Fort Myers is one of more than a dozen Florida communities that has registered public artworks on the Public Art Archive. In fact, the March 2013 News Briefs of the Florida Association of Public Art Professionals reports that to date, the Public Art Archive now includes nearly 400 artworks throughout the state.
The Public Art Archive is a project launched by the Western States Arts Federation or WESTAF. A sophisticated searchable database of public art in the United States, the Public Art Archive makes public art and its processes more accessible to the public by displaying images of registered pieces alongside an extensive description. Where available, supplementary audio and video files are also included.

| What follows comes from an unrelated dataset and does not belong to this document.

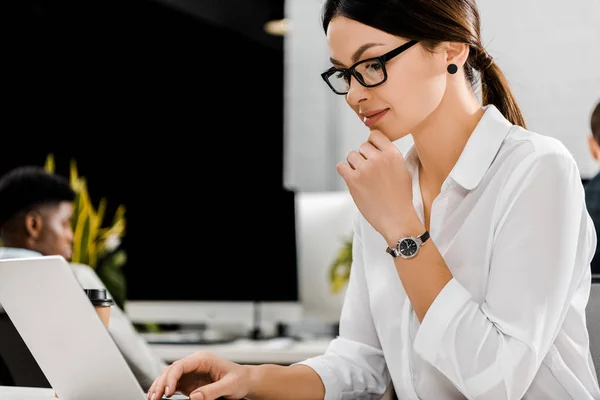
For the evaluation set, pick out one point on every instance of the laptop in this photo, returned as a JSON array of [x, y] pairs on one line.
[[63, 332]]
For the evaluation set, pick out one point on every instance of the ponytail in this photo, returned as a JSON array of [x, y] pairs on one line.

WESTAF has a long history of involvement in the public art domain. In 1976, WESTAF published % for Art: New Legislation Can Integrate Arts and Architecture, a groundbreaking report in the field. The Archive uses a categorization vocabulary that is consistent with the Getty's Art & Architecture Thesaurus and Interpol's Object ID initiative which provide standardized descriptions that are readily understood around the world.
But its benefit to participating communities is the access it provides not only to area residents, but to cultural tourists, business visitors and other people and organizations from around the world who have an interest in public art. Thus, Fort Myers' presence on the PAA can be used by the Lee County Visitors & Convention Bureau, Greater Fort Myers Chamber of Commerce, Lee County Alliance for the Arts and every for-profit and nonprofit arts and cultural organization to induce locals and out-of-towners to attend the exhibitions, festivals and other events they organize and promote.
And Fort Myers is not alone in taking advantage of the benefits afforded by the Public Art Archive. The Florida Art in State Buildings program has already registered four recent projects, the Charlotte County Health Department, the Frost Art Museum, Jackson County Health Department and three public artworks located out at Florida Gulf Coast University. The following Florida public art programs have too:
- Broward County
- Marilyn A. Wall Foundation
- Miami International Airport(Donald Lipski collection) Got Any Jacks
- Orange County
- Palm Beach County
- Volusia County
Experts have long recognized the role public art plays in attracting cultural tourists, but a recent survey conducted by Gallup in tandem with the John S. and James L. Knight Foundation of 43,000 people in 26 communities over a 3-year period beginning in 2008 discovered that more than schools, low crime rates and economic opportunity, public art is the factor that most inspires people to locate and remain in a community.
"A city’s art, parks, and green spaces are more important than education, safety, and the local economy” when it comes to inducing residents to develop a binding attachment to the town or city in which they live, the report noted. And this doesn’t change much from one place to another.
“This is not to say that jobs and housing aren’t important,” Gallup and the Knight Founation go on to say. “Residents must be able to meet their basic needs in a community in order to stay. However, when it comes to forming an emotional connection with the community, there are other community factors which often are not considered when thinking about economic development. These community factors seem to matter more when it comes to attaching residents to their community.”
Demographics don’t alter this conclusion either. “While we do see differences in attachment among different demographic groups, demographics generally are not the strongest drivers of attachment. In almost every community, we found that a resident’s perceptions of the [community's aesthetics] are more strongly linked to their level of community attachment than to that person’s age, ethnicity, work status, etc.”
But maximum advantage can only be derived from public art to the extent that residents, visitors and the business community know about it. The Public Art Archive is an important step in this direction.
To browse all the collections that are represented on the Public Art Archive, please click here.
Initial registration of Fort Myers' public artworks on cultureNOW, a second public art website, has already been completed. Registration of the collection on both sites is taking place pursuant to an Individual Artist Grant awarded by the City of Fort Myers, and the initiative is already bringing the city, the River District, and Fort Myers public art collection global attention and acclaim.